Sam, the 2.4 Mutanos have very thin sidewalls, which explains their low weight. You might want to keep an eye on those in rocky terrain.
Now the 2.24's are heavier tires with a thicker casing. I just put a set on our demo Witness, since the 2.4's won't clear the rear suspension. They seem a little more aggressive in tread action.


----------



## banks (Feb 2, 2004)

skwurrl said:


> Why the 16mm nipples?


The 823 & 819 UST rims has a Insert that "holds" the nipple, cuz of the Fore process. 16mm allows the nipple to not fall into the rim & allows full purchase on the flats to get the spoke key on them.


----------



## DaleTR (Apr 6, 2007)

*Tubeless Tandem*



Monsterstick said:


> 2) This thread has been about riding tubeless on a tandem. There are other applications for tubeless technology besides just racing. The added traction from the lower tire pressure you can run without pinch-flatting is awesome.


Agree that the lower pressure is great. Been running a tubeless Schwable Racing Ralph on Mavic Crossmax XL wheelset. Been doing well at lower pressures (40ish PSI) than I was comfortable running a tubed tire.

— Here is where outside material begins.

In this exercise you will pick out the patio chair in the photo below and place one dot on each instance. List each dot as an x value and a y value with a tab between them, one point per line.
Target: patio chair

Only issue to date was "burping" the rear when hitting square lips at an angle on slickrock trails (Rocking A in Moab). Outside of that, traction & flat resistance has been good so far. We are a lighter team at ~300 lbs.


----------



## banks (Feb 2, 2004)

Monsterstick said:


> At this point I'm leaning toward Mavic 823's which are also expensive. Seems like everything about purchasing a mountain bike tandem is expensive. C'est la vie...


823s are my "xc" rims. 

Tandems being expensive, Duh, big red truck. Ya like blonde jokes?

I overheard Stan saying to a group of people, I was working for Shimano @ a Norba race about 3 years back, "they can't touch me, I'm a LLC". say no more.

Stay with UST tires.


----------